Son récit n'aurait pourtant jamais paru aussi immédiat et engagé, traitant de l'état de la planète, de l'environnement, de la mort des abeilles, de l'agriculture transgénique et de l'exploitation de travailleurs mexicains. Tout n'est pas toujours très subtil, ce qui n'empêche pas les situations de faire souvent hurler de rire et les dialogues de charmer l'ouïe avec une prose poétique rappelant un certain Jacques Prévert.
Un regard à priori cynique qui n'est pas dénué d'espoir, la transmission étant au coeur de son art.

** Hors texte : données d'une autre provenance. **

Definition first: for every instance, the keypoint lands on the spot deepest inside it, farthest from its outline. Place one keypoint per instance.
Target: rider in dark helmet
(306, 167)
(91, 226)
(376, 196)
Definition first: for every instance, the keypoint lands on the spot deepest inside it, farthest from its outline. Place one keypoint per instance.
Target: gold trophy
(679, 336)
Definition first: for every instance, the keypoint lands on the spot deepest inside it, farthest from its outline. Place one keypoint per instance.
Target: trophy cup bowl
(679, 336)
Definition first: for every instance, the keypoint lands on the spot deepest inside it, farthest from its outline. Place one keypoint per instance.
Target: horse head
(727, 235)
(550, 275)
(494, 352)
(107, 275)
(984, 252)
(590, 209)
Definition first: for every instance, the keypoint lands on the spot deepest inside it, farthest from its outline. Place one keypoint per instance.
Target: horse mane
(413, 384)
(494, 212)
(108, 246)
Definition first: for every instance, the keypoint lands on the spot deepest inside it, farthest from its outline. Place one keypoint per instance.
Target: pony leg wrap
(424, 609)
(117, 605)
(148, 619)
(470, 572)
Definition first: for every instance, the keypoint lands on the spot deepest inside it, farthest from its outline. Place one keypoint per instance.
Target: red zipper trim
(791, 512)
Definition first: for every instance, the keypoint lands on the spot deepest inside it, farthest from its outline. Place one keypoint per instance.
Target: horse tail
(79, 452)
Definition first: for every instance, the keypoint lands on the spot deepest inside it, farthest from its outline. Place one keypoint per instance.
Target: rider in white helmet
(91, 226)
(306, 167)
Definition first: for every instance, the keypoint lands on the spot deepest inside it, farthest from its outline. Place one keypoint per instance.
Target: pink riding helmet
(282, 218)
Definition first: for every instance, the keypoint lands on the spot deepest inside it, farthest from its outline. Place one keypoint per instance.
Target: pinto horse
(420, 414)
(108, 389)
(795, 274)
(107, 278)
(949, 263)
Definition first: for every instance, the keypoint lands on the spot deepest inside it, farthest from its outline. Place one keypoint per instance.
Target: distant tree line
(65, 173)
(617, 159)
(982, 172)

Elle s'exprime autant devant que derrière la caméra. Devant par l'entremise d'une fidèle famille d'acteurs à qui il fait appel périodiquement. Pensons à son alter ego Roy Dupuis qui semble jouer son propre rôle, Gaston Lepage qui vient toujours soutirer quelques sourires et le roi des méchants Donald Pilon. Entrent de nouvelles têtes chez lui qui évoquent à la fois le passé historique (Yves Jacques est le plus bel exemple de ça) et la jeune génération - Juliette Gosselin, Émile Schneider, Christine Beaulieu, Mylène Mackay - qui était déjà présente dans son plus récent Embrasse-moi comme tu m'aimes. Il s'agit d'une belle palette de personnages. Une communauté tissée serrée se rejoignant pour changer les choses, peu importe sa classe sociale.
Une famille qui vaut également son pesant d'or se retrouve derrière la caméra. Pour la première fois, André Forcier partage la réalisation avec son fils François Pinet-Forcier. Alors qu'on retrouve au scénario ce duo iconoclaste qui est rejoint par maman productrice (Linda Pinet), l'autre fiston (Renaud Pinet-Forcier), un cousin, etc. Une communion qui permet à l'ensemble de s'élever du lot. La mise en scène semble plus luxueuse que sur les précédents efforts, la photographie colorée en met plein la vue - il faut bien prendre soin de souligner la beauté du monde - et les mélodies séduisent amplement les tympans.
Sans doute qu'on retrouve toujours les tics de son auteur, comme ces excès à saveur sexuelle, de romantisme exacerbé, cette caricature de la société et ces jokes de mononcle. Il ne faudrait toutefois pas oublier qu'il s'agit d'une fable satirique et non d'un reflet documentaire de la réalité. Un conte qui se permet de ratisser large en la jouant à la fois cinéma d'auteur et grand public. Comme le dit un des personnages, « c'est beau un homme qui rêve ». Voilà justement la plus grande qualité d'un artiste comme André Forcier.